『靴下』

整然と整えられた寝具を見て、Kは始めベッドには誰もいないのだと思っていた。が、近づいてみて気がついた。女がいる。恐らく寝返り一つうたず、手の位置すら動かさずに眠り続けていたのだろう。もう深夜の三時だと言うのにベッドが一切乱れていない。この道に入ってもう十余年になるKだったが、こんなに寝相のいい“客”は初めて見た。本能的に警戒心が首をもたげる。

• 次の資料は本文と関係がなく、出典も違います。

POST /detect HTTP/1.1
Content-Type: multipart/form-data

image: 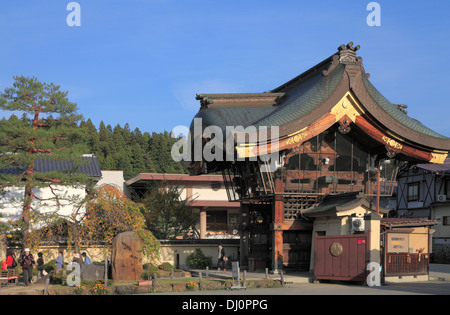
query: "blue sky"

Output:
[0,0,450,137]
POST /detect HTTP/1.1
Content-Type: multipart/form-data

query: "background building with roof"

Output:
[125,173,240,239]
[397,159,450,263]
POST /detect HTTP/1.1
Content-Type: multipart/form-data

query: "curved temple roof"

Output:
[190,42,450,169]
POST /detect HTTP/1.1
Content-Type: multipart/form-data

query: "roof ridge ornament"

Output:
[338,42,360,64]
[322,42,370,78]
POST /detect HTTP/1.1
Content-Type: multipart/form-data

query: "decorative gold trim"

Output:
[430,152,448,164]
[382,136,403,150]
[331,92,364,122]
[286,131,308,145]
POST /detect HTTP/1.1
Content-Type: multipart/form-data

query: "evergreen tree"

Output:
[0,76,88,246]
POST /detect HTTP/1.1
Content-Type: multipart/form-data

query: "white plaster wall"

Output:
[0,185,86,225]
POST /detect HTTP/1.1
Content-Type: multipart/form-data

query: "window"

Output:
[206,210,227,232]
[445,178,450,200]
[408,183,419,201]
[442,216,450,225]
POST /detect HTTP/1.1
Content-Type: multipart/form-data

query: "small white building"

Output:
[0,154,105,225]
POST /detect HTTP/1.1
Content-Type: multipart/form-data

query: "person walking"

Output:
[56,252,64,272]
[217,244,228,273]
[6,249,17,269]
[20,248,36,286]
[36,252,44,277]
[81,252,92,265]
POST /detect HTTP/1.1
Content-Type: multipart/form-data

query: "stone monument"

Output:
[111,231,142,281]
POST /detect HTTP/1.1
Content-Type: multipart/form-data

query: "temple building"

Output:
[187,43,450,270]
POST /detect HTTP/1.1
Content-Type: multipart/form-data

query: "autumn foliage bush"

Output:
[82,185,160,261]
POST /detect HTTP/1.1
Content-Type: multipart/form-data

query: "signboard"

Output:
[387,233,409,253]
[231,261,239,279]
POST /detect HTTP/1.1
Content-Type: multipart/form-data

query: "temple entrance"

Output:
[248,204,272,270]
[283,230,312,271]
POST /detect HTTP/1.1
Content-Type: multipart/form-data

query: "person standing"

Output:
[217,244,227,273]
[56,252,64,272]
[81,252,92,265]
[20,248,36,286]
[36,252,44,277]
[6,249,17,269]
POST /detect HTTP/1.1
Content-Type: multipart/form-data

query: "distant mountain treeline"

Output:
[0,114,185,180]
[79,119,184,180]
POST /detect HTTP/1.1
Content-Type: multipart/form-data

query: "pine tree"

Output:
[0,76,88,246]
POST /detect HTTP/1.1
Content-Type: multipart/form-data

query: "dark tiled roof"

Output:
[255,64,345,126]
[302,192,388,217]
[363,76,448,139]
[0,156,102,177]
[381,218,438,227]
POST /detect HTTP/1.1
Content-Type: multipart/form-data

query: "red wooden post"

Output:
[272,178,284,272]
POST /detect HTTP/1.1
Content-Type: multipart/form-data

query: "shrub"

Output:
[186,248,212,269]
[158,262,175,271]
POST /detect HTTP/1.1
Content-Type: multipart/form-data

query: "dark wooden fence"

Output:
[385,254,430,276]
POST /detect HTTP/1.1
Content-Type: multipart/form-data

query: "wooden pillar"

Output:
[272,178,284,273]
[240,202,250,268]
[200,209,206,239]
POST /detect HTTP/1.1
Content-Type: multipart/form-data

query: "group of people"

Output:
[1,248,92,286]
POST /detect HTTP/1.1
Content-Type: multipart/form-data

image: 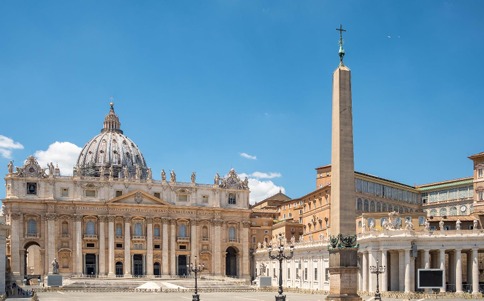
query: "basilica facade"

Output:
[3,104,251,280]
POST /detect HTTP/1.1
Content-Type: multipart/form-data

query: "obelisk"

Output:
[326,25,361,301]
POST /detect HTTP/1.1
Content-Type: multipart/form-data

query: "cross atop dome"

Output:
[101,101,123,134]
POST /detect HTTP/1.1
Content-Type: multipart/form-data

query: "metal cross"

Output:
[336,24,346,66]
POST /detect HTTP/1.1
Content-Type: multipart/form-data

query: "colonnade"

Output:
[358,246,479,294]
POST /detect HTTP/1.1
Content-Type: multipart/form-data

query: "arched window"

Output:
[62,221,69,235]
[440,208,447,216]
[178,224,187,237]
[153,225,160,238]
[202,226,208,240]
[449,207,457,215]
[27,218,37,235]
[134,222,143,236]
[116,224,123,236]
[86,221,96,235]
[229,227,236,241]
[229,193,237,205]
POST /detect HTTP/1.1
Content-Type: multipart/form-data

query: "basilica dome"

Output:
[74,103,148,179]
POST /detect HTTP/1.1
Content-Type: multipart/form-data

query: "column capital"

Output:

Kは慎重にかけ布団を剥いだ。ずいぶん上等な羽毛布団で、厚みはあるが不自然なまでに軽い。おかげでKは手元を狂わせ、布団を剥ぐときかすかな風を起こしてしまった。Kの背筋に冷たいものが走る。まずったか? ――しかし、幸いなことに女は起きなかった。が、Kは落ち付きを取り戻すどころか、そこに現れた光景を見てさらに動転した。夜盗として幾つもの難局を切り抜けてきたKだったが、今回ばかりは速まる心臓の鼓動をどうすることもできなかった。

その女は下着類を一切つけずに眠っていたのだ。窓から漏れる青白い月明かりに照らし出される女の肢体。胸は小ぶりでウェストもやや太め、スタイルがいいとは決して言えぬ体つきだったが、恐ろしいほど肌が綺麗だった。生身の女とは思えぬほど、きめ細やかで透き通った白い肌。それは、月の光を受けて淡く発光しているように見えた。

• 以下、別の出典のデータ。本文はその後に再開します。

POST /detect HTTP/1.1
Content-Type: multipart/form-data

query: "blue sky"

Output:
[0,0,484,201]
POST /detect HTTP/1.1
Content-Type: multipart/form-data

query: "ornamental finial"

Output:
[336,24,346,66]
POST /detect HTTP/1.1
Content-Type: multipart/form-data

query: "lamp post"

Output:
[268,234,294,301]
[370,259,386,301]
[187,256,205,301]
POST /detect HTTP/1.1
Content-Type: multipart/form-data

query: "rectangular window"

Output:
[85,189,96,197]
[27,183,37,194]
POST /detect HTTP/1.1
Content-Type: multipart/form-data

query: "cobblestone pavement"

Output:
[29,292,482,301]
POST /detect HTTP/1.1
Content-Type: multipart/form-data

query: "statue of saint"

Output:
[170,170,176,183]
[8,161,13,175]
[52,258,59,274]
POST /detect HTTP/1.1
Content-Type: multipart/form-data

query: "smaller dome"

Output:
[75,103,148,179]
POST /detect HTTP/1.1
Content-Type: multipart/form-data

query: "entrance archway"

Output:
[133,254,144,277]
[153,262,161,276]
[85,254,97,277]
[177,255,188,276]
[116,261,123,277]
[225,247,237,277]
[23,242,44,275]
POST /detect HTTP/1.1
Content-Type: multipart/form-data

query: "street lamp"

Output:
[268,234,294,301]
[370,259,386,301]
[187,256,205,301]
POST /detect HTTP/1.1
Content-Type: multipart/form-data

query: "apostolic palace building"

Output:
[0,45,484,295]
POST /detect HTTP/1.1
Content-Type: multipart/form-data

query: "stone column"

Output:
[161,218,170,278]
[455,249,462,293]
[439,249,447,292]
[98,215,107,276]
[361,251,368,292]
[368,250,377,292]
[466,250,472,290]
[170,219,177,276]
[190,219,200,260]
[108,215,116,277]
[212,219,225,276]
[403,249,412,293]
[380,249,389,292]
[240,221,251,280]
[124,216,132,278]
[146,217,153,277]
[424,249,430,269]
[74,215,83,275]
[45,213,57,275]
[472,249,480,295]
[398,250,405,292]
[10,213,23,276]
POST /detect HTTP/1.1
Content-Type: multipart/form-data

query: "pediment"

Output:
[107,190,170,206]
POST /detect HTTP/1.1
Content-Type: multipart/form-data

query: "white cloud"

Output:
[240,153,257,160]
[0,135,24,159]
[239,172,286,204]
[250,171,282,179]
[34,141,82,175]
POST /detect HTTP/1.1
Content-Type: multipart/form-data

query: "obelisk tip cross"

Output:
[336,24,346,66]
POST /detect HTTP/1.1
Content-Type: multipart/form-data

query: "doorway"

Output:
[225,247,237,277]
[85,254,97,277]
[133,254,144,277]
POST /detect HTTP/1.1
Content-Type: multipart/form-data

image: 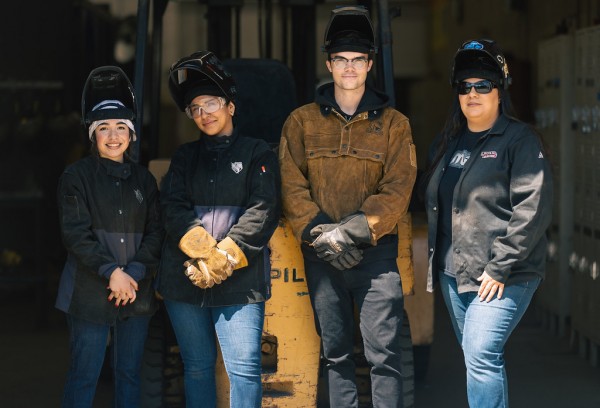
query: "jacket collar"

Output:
[200,127,238,152]
[315,82,390,120]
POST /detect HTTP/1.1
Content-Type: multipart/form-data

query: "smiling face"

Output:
[325,51,373,91]
[190,95,235,136]
[458,78,500,132]
[94,119,131,163]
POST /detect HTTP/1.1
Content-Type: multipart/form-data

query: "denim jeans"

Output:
[62,314,150,408]
[304,258,404,408]
[165,300,265,408]
[439,272,540,408]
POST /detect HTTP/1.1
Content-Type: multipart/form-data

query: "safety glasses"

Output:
[458,79,497,95]
[185,97,225,119]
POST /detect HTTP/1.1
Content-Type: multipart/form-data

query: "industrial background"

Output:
[0,0,600,408]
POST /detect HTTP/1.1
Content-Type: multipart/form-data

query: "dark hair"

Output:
[418,86,549,199]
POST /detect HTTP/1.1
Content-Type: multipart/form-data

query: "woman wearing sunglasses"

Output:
[424,40,552,408]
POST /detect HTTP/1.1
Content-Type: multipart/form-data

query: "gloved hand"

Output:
[310,213,371,261]
[327,248,362,271]
[183,248,236,289]
[179,226,217,259]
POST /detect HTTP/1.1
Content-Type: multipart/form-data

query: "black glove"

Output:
[328,248,362,271]
[310,213,371,262]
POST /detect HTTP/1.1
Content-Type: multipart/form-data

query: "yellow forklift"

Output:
[133,0,433,408]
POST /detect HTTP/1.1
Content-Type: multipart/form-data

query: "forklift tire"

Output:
[317,311,415,408]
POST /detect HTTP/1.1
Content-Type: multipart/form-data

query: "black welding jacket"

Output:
[158,130,281,306]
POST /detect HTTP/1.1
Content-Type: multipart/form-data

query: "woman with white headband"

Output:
[56,67,163,407]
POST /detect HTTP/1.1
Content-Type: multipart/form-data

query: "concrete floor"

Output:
[0,288,600,408]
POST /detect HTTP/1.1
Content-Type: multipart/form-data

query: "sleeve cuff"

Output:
[125,262,146,282]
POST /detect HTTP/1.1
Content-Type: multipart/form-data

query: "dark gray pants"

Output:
[304,258,404,408]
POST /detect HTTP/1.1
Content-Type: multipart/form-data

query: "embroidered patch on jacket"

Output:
[133,188,144,204]
[367,120,383,135]
[231,162,244,174]
[481,150,498,159]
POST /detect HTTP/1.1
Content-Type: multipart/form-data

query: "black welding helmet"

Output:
[81,65,137,128]
[450,39,512,89]
[321,6,377,54]
[169,51,237,112]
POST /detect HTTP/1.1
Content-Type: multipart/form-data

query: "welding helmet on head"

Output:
[169,51,237,112]
[321,6,377,54]
[81,65,137,128]
[450,39,512,89]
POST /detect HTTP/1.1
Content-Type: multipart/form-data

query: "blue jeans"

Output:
[439,272,540,408]
[304,257,404,408]
[62,314,150,408]
[165,300,265,408]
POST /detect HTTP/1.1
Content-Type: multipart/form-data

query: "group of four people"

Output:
[56,3,552,408]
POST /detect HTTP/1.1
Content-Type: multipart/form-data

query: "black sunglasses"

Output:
[457,79,497,95]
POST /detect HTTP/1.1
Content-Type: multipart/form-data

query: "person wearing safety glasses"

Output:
[423,39,553,408]
[157,51,281,408]
[279,6,417,408]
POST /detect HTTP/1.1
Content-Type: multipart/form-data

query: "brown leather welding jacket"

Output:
[279,84,417,252]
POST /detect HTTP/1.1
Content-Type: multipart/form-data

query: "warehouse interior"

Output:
[0,0,600,408]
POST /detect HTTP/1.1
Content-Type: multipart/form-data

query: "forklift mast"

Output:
[131,0,399,162]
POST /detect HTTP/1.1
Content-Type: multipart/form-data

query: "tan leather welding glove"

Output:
[179,227,217,259]
[217,237,248,270]
[183,248,234,289]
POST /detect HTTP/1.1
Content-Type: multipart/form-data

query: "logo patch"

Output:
[481,150,498,159]
[367,120,383,135]
[133,189,144,204]
[231,162,244,174]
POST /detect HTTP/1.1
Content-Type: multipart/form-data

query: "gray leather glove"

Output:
[310,213,371,261]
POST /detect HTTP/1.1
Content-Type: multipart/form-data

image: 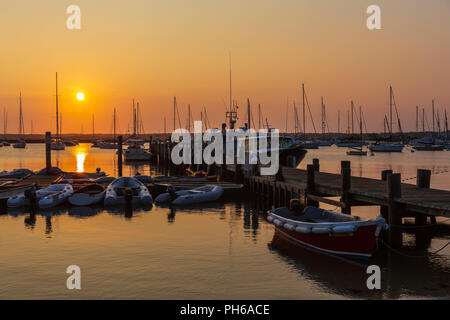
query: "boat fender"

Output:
[333,224,356,233]
[311,227,332,234]
[295,226,311,233]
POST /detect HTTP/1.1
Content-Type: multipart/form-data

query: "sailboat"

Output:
[369,86,404,152]
[347,106,367,156]
[50,72,66,150]
[124,99,152,161]
[1,110,11,147]
[98,108,118,149]
[13,93,27,149]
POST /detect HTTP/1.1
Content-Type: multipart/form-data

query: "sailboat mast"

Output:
[350,100,355,134]
[55,72,59,139]
[114,108,116,143]
[187,104,191,132]
[302,83,306,138]
[173,97,177,131]
[247,98,251,129]
[431,99,434,134]
[389,86,392,139]
[229,53,233,111]
[258,104,261,129]
[338,110,341,134]
[416,106,419,132]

上から下まで裸だった。しかし、何故か女は靴下だけはきちんとはいていた。地味な紺色のハイソックスで、ミッションスクールの女子高生でもなければ買わないような野暮ったい代物だった。肌の透明感と相俟って、女の裸体は神聖な威光すら帯びているように見えた。

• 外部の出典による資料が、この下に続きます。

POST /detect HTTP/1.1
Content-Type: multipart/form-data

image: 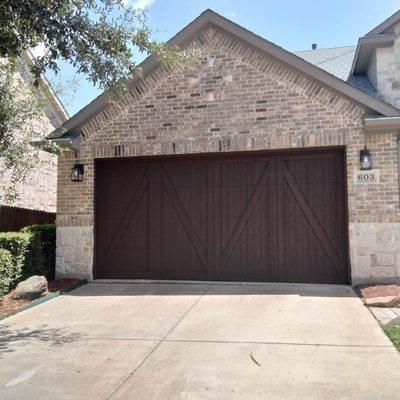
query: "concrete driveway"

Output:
[0,283,400,400]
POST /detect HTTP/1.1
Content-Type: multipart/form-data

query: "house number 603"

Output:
[358,174,375,182]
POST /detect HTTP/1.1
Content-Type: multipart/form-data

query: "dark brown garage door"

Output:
[95,150,348,283]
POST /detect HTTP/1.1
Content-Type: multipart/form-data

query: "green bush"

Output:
[0,224,56,295]
[21,224,56,280]
[0,248,20,296]
[0,232,31,283]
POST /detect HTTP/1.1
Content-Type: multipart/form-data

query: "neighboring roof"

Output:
[350,33,396,75]
[51,10,400,138]
[294,46,383,100]
[365,11,400,36]
[293,46,356,81]
[347,74,384,101]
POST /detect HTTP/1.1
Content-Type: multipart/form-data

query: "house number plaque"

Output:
[354,169,379,186]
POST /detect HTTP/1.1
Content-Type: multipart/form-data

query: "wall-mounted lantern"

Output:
[71,162,85,182]
[360,145,372,170]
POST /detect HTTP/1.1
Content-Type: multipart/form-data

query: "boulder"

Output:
[365,296,400,308]
[12,275,47,300]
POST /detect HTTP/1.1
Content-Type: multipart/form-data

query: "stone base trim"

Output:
[56,226,94,280]
[349,222,400,285]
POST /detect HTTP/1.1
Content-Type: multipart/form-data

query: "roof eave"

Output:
[364,117,400,133]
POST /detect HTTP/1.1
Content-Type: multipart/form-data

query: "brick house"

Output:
[53,10,400,284]
[0,50,68,231]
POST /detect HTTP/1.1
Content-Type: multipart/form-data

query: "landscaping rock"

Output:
[386,317,400,326]
[12,275,47,300]
[365,296,400,308]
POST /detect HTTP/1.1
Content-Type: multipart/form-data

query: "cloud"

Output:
[123,0,156,10]
[225,11,237,18]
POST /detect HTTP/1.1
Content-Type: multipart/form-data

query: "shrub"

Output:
[0,248,20,296]
[0,232,31,283]
[0,224,56,296]
[21,224,56,280]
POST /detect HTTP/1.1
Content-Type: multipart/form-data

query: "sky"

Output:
[48,0,400,116]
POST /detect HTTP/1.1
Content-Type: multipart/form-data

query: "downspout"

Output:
[397,131,400,209]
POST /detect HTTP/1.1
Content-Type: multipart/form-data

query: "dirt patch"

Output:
[354,284,400,299]
[0,279,80,316]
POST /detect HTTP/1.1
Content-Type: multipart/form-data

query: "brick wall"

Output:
[0,61,60,212]
[57,28,400,279]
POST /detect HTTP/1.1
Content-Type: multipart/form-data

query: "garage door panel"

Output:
[216,160,274,270]
[278,159,346,283]
[216,189,279,281]
[149,180,207,279]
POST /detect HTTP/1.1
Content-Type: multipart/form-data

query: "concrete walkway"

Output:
[0,283,400,400]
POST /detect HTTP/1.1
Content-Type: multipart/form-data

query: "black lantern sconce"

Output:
[360,145,372,170]
[71,156,85,182]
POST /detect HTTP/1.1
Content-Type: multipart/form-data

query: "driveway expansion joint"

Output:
[106,285,212,400]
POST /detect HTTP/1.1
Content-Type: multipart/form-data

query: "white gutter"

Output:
[364,117,400,132]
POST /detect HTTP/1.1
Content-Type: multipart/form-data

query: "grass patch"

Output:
[383,324,400,351]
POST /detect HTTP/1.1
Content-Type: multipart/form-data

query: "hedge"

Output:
[21,224,56,281]
[0,224,56,296]
[0,248,19,296]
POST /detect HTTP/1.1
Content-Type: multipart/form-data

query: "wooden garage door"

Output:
[95,150,348,283]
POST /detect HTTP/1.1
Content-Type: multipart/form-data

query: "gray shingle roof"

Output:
[293,46,383,100]
[294,46,356,81]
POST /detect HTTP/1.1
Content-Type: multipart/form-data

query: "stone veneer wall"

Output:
[370,23,400,108]
[57,27,400,282]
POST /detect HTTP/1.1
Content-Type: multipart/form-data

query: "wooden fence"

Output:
[0,206,56,232]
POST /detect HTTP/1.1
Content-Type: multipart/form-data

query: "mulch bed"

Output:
[0,279,80,317]
[354,284,400,299]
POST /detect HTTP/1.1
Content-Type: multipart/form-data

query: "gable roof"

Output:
[293,46,356,81]
[50,9,400,138]
[294,46,384,100]
[365,10,400,36]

何故靴下だけはいているのか? いや、そんな疑問を抱くこと自体が不適切だ。そもそも何故全裸で寝ているのだ? そうだ、全裸ということこそが問題なのだ。靴下の意味について考えるということは、この女の素裸を現象として認めた上で浮かんでくる疑問なのだ。全裸ということこそが、俺の考えるべきことなのだ!

しかし、Kの思考は完全にその靴下にからめとられていた。何故靴下だけはいているんだ? 最早全裸で床についている理由などどうでもよかった。Kは既に冷静を失っており、自分が今どこにいるのかさえわからなくなっていた。月光を受けて淡く発光する白い足と紺の靴下を凝視しながら、Kは、さながら酩酊状態で螺旋階段を降りて行くような心地がした。